While Walker had to repeat first grade, French says the second time around was much smoother. Now in third grade, Walker has a daily “sensory diet” that help Walker build upon the sensory pathways established in his occupational therapy sessions.
The third grader also attends a tutoring center “as an extra element to help him understand why his brain works the way that it does,” French says. “Now Walker is much more willing to try new things, and he no longer has a terrified outlook on things that are unknown to him.”

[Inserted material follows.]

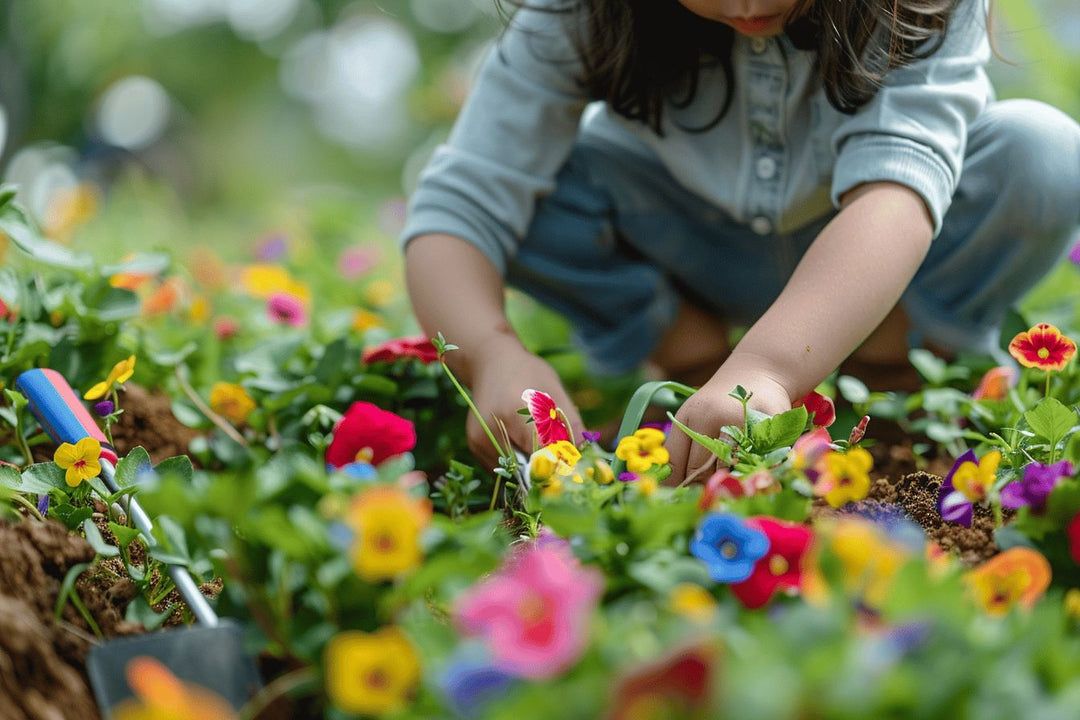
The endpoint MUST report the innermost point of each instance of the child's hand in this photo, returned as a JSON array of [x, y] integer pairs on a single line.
[[712, 407], [502, 371]]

Walker’s five-hour-per-week tutoring sessions offer him an additional boost to help him organize his thoughts with memory exercises and language training — though, as Fryer says, not all children with SID require lifelong treatment (nor will Walker, who’s still actively training his developing mind). Most children train their brains in their youth and learn to adjust to their lives, as they grow older, Fryer adds (noting that some more serious cases of SID do require more lengthy treatments).
“It’s been a lot of work and a lot of driving, but the payoff has been huge,” French asserts. “I think a lot of kids are being misdiagnosed, and as a parent you have to be their advocate to make sure they get the help they really need.”
Miller adds: “Parents need to be assured that if they have a twinge of doubt about their child’s behavior, have your child evaluated. Go with your gut instinct — you are the expert on your own child.”